Environmental enteropathy is a major contributor to growth faltering in millions of children in Africa and South Asia. We carried out a longitudinal, observational and interventional study in Lusaka, Zambia, of 297 children with stunting (aged 2–17 months at recruitment) and 46 control children who had good growth (aged 1–5 months at recruitment). Control children contributed data only at baseline. Children were provided with nutritional supplementation of daily cornmeal-soy blend, an egg and a micronutrient sprinkle, and were followed up to 24 months of age. Children whose growth did not improve over 4–6 months of nutritional supplementation were classified as having non-responsive stunting. We monitored microbial translocation from the gut lumen to the bloodstream in the cohort with non-responsive stunting (n = 108) by measuring circulating lipopolysaccharide (LPS), LPS-binding protein and soluble CD14 at baseline and when non-response was declared. We found that microbial translocation decreased with increasing age, such that LPS declined in 81 (75%) of 108 children with non-responsive stunting, despite sustained pathogen pressure and ongoing intestinal epithelial damage. We used confocal laser endomicroscopy and found that mucosal leakiness also declined with age. However, expression of brush border enzyme, nutrient transporter and mucosal barrier genes in intestinal biopsies did not change with age or correlate with biomarkers of microbial translocation. We propose that environmental enteropathy arises through adaptation to pathogen-mediated epithelial damage. Although environmental enteropathy reduces microbial translocation, it does so at the cost of impaired growth. The reduced epithelial surface area imposed by villus blunting may explain these findings.

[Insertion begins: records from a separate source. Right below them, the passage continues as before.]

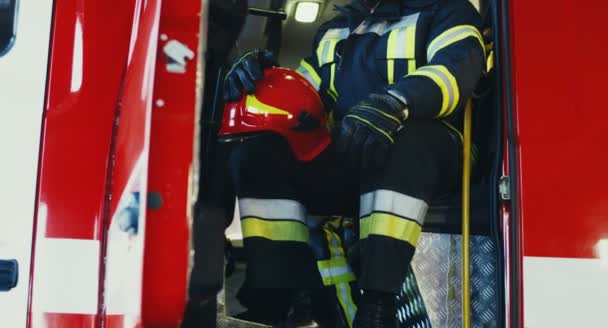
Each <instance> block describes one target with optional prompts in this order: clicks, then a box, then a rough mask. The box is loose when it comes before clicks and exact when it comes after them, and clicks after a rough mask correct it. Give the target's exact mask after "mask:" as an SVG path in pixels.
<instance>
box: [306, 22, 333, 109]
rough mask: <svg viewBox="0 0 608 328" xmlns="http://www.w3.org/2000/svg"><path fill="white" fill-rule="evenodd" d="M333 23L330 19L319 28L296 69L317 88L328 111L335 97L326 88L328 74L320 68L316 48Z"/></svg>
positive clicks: (312, 84) (321, 65)
mask: <svg viewBox="0 0 608 328" xmlns="http://www.w3.org/2000/svg"><path fill="white" fill-rule="evenodd" d="M334 24H335V22H334V21H332V20H330V21H328V22H327V23H325V24H323V25H322V26H321V27H320V28H319V30H318V31H317V33H316V34H315V37H314V39H313V42H312V48H311V51H310V53H309V55H308V56H306V57H304V58H303V59H302V60H301V61H300V64H299V66H298V68H297V69H296V71H297V72H298V73H299V74H300V75H302V76H303V77H304V78H306V79H307V80H308V82H310V84H312V86H313V87H314V88H315V90H317V92H318V93H319V95H320V96H321V99H322V100H323V103H324V104H325V107H326V110H327V111H328V112H329V111H330V109H331V108H333V106H334V104H335V101H336V99H335V96H332V93H331V92H330V90H329V89H328V88H327V86H328V85H329V81H328V80H329V74H327V72H324V70H322V69H321V66H322V65H320V63H319V55H318V54H317V52H318V51H317V50H318V48H319V44H320V43H321V40H322V38H323V36H324V35H325V32H327V30H328V29H329V28H330V27H331V26H332V25H334Z"/></svg>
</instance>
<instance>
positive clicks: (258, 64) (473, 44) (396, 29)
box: [224, 0, 485, 328]
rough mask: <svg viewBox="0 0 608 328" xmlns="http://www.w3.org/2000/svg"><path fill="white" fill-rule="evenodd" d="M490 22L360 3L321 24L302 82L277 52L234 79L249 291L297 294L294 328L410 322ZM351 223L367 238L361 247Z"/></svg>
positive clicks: (234, 100)
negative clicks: (345, 236) (483, 42)
mask: <svg viewBox="0 0 608 328" xmlns="http://www.w3.org/2000/svg"><path fill="white" fill-rule="evenodd" d="M480 25H481V18H480V17H479V14H478V13H477V11H476V9H475V8H474V7H473V6H472V5H471V4H470V3H469V2H468V1H467V0H394V1H391V0H383V1H363V0H360V1H353V2H352V3H351V4H350V5H348V6H345V7H341V8H338V12H337V15H336V17H335V18H333V19H331V20H330V21H329V22H327V23H325V24H324V25H323V26H322V27H321V28H320V29H319V31H318V33H317V34H316V36H315V38H314V43H313V47H312V52H311V53H310V54H309V55H308V56H307V57H306V58H304V59H303V60H302V61H301V63H300V66H299V68H298V69H297V74H296V73H293V72H292V73H290V72H288V71H286V70H282V69H269V68H270V67H272V66H274V65H276V62H275V60H274V58H273V56H272V54H271V53H269V52H267V51H265V50H256V51H253V52H251V53H248V54H246V55H244V56H242V57H241V58H239V60H237V61H236V62H235V64H234V65H233V67H232V69H231V70H230V71H229V73H228V75H227V78H226V82H225V89H224V92H225V94H224V97H225V99H226V100H227V101H228V102H229V105H230V104H231V106H233V109H234V108H237V109H238V108H240V110H241V111H242V114H243V113H244V114H243V117H239V115H236V116H237V117H236V119H235V115H234V113H233V114H232V116H230V114H228V113H225V117H224V118H225V121H224V127H226V124H228V125H230V124H231V123H230V122H227V121H226V120H232V125H233V127H234V125H235V124H236V125H238V124H240V123H242V124H243V125H242V126H241V127H244V128H243V130H240V131H239V130H238V129H237V130H235V131H232V132H245V134H243V136H244V138H243V139H244V140H243V141H242V142H240V143H239V144H238V146H237V147H236V148H235V150H234V152H233V153H232V156H231V160H230V170H231V175H232V178H233V183H234V184H235V188H236V191H237V196H238V200H239V207H240V215H241V220H242V227H243V234H244V245H245V249H246V255H247V258H248V268H247V283H248V284H249V285H250V286H251V287H252V288H257V289H258V290H266V291H269V293H270V291H272V290H275V291H278V290H281V291H287V292H288V293H289V294H290V295H291V296H290V300H291V303H290V304H289V305H290V306H291V308H292V309H291V312H290V315H289V318H288V319H287V321H286V322H284V323H282V325H283V326H284V327H299V326H306V324H310V323H311V322H310V321H311V320H316V322H317V324H319V325H321V326H323V325H325V326H327V327H340V326H349V327H352V326H354V327H359V328H363V327H397V325H398V323H397V319H396V315H395V310H396V309H395V296H396V294H398V292H399V290H400V288H401V286H402V283H403V281H404V278H405V276H406V274H407V270H408V268H409V265H410V261H411V260H412V257H413V255H414V250H415V247H416V244H417V241H418V239H419V236H420V234H421V230H422V226H423V225H424V219H425V214H426V211H427V209H428V206H429V204H430V203H431V202H432V201H433V199H434V198H436V197H439V196H441V195H443V194H448V193H451V192H454V191H455V189H457V186H458V183H459V179H460V173H461V165H462V158H461V156H462V135H461V132H460V131H461V126H462V115H463V107H464V103H465V102H466V100H467V99H468V98H469V97H470V96H471V95H472V92H473V88H474V87H475V85H476V83H477V81H478V80H479V78H480V77H481V75H482V74H483V71H484V62H485V58H484V56H485V55H484V46H483V39H482V36H481V34H480V32H479V31H480ZM264 71H265V72H266V73H264ZM264 74H266V77H264ZM298 74H299V75H298ZM273 76H274V77H273ZM300 78H303V79H305V81H300V82H299V83H300V86H298V85H297V83H298V79H300ZM285 81H287V82H285ZM294 81H295V82H294ZM256 82H257V86H258V87H259V86H260V85H262V87H261V88H262V89H263V90H256ZM264 82H266V84H264ZM290 83H291V84H290ZM282 84H287V86H284V87H281V85H282ZM281 90H282V91H281ZM286 90H287V91H286ZM298 90H300V91H298ZM310 90H312V91H316V92H312V93H311V92H310ZM243 91H245V92H246V93H247V95H246V96H244V97H243ZM315 97H317V98H315ZM315 101H316V102H319V101H320V102H321V104H320V105H319V106H321V107H322V108H324V109H321V110H319V109H318V108H315V106H316V107H319V106H317V105H315ZM231 102H232V103H231ZM299 104H300V105H299ZM239 106H240V107H239ZM307 106H308V107H309V108H304V107H307ZM228 107H229V106H228ZM237 111H238V110H237ZM247 115H249V116H251V115H253V116H255V115H257V116H258V117H260V121H256V118H255V117H253V119H251V117H249V118H248V119H246V118H245V116H247ZM326 115H329V117H330V119H329V122H327V124H326V118H327V117H326ZM227 116H230V117H228V118H227ZM238 120H244V121H247V122H238ZM264 120H265V121H264ZM235 121H237V122H236V123H235ZM262 121H263V122H262ZM260 122H262V123H260ZM325 124H326V125H327V126H329V128H328V129H326V127H325V126H324V125H325ZM248 128H249V129H248ZM256 129H258V130H266V131H273V132H272V133H261V134H260V135H257V136H255V137H251V136H252V135H254V134H252V133H251V132H253V131H256ZM328 130H329V132H327V131H328ZM323 131H325V132H323ZM229 132H230V131H229ZM232 132H231V133H232ZM324 133H325V134H324ZM328 133H329V134H331V142H330V141H329V140H330V139H329V134H328ZM224 134H230V133H227V132H226V131H224ZM245 137H247V138H245ZM322 217H331V219H328V220H327V221H323V220H321V219H319V218H322ZM343 217H350V218H353V222H354V225H355V227H356V230H358V233H359V240H358V242H357V243H356V244H355V246H354V247H352V248H351V249H350V251H348V252H346V251H345V247H343V245H342V238H341V234H340V232H341V231H342V224H343V220H344V219H343ZM319 236H321V237H322V238H321V239H319ZM315 240H316V241H315ZM311 245H317V246H315V247H311ZM319 245H321V247H318V246H319ZM353 271H354V273H353ZM355 273H356V275H355ZM355 277H356V281H355ZM324 286H325V287H326V288H325V289H322V287H324ZM327 288H331V289H332V290H334V291H335V292H336V293H337V294H336V296H335V301H336V304H337V306H338V307H340V308H341V311H342V317H341V318H332V317H331V315H328V316H327V317H325V318H323V317H319V315H317V316H316V317H315V315H312V314H311V310H310V308H311V302H312V301H311V299H313V298H312V297H311V296H310V295H311V294H313V295H314V294H316V293H318V292H319V291H320V290H327ZM360 290H361V291H362V293H361V294H359V291H360ZM330 312H331V311H330ZM313 326H314V325H313ZM306 327H307V326H306Z"/></svg>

Two datasets are provided. The first contains data on pathogens present. in stool samples, analysed by Luminex xTAG GPP. The second contains analysis of plasma biomarkers, analysed by commercial ELISA kits. These biomarkers include lipolpolysaccharide (LPS), LPS-binding protein (LBP), soluble CD14, and intestinal fatty acid binding protein (iFABP).

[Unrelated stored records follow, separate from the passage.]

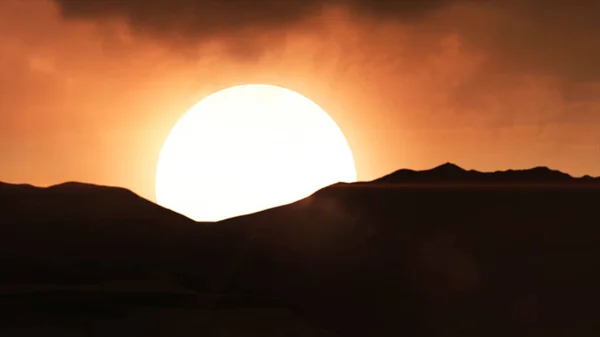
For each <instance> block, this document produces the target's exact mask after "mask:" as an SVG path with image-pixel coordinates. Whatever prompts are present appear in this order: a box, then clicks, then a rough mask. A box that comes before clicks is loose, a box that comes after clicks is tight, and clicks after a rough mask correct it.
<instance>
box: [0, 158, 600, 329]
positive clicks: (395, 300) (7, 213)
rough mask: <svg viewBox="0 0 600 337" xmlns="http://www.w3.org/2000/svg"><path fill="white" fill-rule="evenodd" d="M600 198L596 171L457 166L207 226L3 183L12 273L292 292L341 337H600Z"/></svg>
mask: <svg viewBox="0 0 600 337" xmlns="http://www.w3.org/2000/svg"><path fill="white" fill-rule="evenodd" d="M442 185H447V186H442ZM469 185H471V186H475V187H477V188H465V186H467V187H468V186H469ZM598 200H600V183H599V179H597V178H591V177H583V178H574V177H571V176H569V175H566V174H564V173H561V172H559V171H553V170H550V169H547V168H534V169H530V170H516V171H511V170H509V171H503V172H492V173H482V172H477V171H468V170H464V169H462V168H460V167H458V166H456V165H453V164H449V163H448V164H444V165H441V166H439V167H436V168H433V169H431V170H425V171H411V170H399V171H396V172H394V173H392V174H390V175H387V176H385V177H382V178H380V179H377V180H374V181H372V182H362V183H354V184H345V183H344V184H342V183H341V184H335V185H332V186H329V187H326V188H324V189H321V190H319V191H317V192H316V193H314V194H313V195H312V196H310V197H308V198H305V199H303V200H300V201H298V202H295V203H292V204H289V205H285V206H280V207H276V208H273V209H269V210H266V211H262V212H258V213H255V214H250V215H246V216H240V217H236V218H232V219H227V220H224V221H221V222H218V223H196V222H193V221H191V220H190V219H188V218H186V217H183V216H181V215H178V214H176V213H174V212H172V211H169V210H166V209H163V208H161V207H159V206H157V205H155V204H153V203H151V202H149V201H147V200H144V199H142V198H140V197H138V196H137V195H135V194H133V193H132V192H130V191H127V190H124V189H120V188H110V187H102V186H92V185H86V184H78V183H68V184H62V185H57V186H53V187H49V188H37V187H33V186H26V185H10V184H1V185H0V214H2V217H1V218H0V231H1V232H0V253H1V254H0V259H1V260H0V261H1V263H2V266H3V268H2V269H1V273H2V274H1V275H0V276H1V277H2V280H5V281H4V282H6V283H12V284H32V283H35V284H63V285H68V284H89V283H97V282H114V281H115V280H117V281H118V280H142V281H143V282H150V281H152V280H156V279H161V278H167V279H169V280H171V282H174V283H176V284H177V285H179V286H184V287H186V288H189V289H193V291H195V292H196V293H202V294H219V296H226V297H227V298H244V297H247V296H252V297H255V298H277V299H278V301H280V304H281V305H283V306H285V307H287V308H289V309H290V310H291V311H293V312H294V313H295V314H297V315H299V316H300V317H302V318H303V319H306V320H307V321H308V322H310V324H312V325H314V326H317V327H320V328H322V329H325V330H328V331H331V332H333V333H336V334H338V335H340V336H457V335H460V336H482V335H484V336H505V335H513V336H533V335H557V336H559V335H560V336H562V335H567V334H568V335H578V336H592V335H596V334H597V332H598V331H600V324H599V323H598V320H597V317H598V314H600V309H599V308H598V305H597V304H598V303H600V289H599V288H598V287H597V285H598V284H600V268H599V267H600V246H599V245H598V240H600V228H599V227H598V226H597V224H598V212H597V202H598ZM217 302H218V301H217Z"/></svg>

The ID numbers used are not the ID numbers used for each child in the study, but allow the two databases to be cross-linked. There are missing values where, for example, the plasma was insufficient to do all assays. In the pathogens file, avpos is adenovirus positive, nvpos is norovirus, rvapos is rotavirus A positive, etecpos is positive for Enterotoxigenic Escherichia coli (ETEC), salmo1pos is positive for Salmonella spp, shigpos is positive for Shigella spp., campypos is positive for Campylobacter spp., giardiapos is positive for Giardia intestinalis, and cryptopos is positive for Cryptosporidium spp.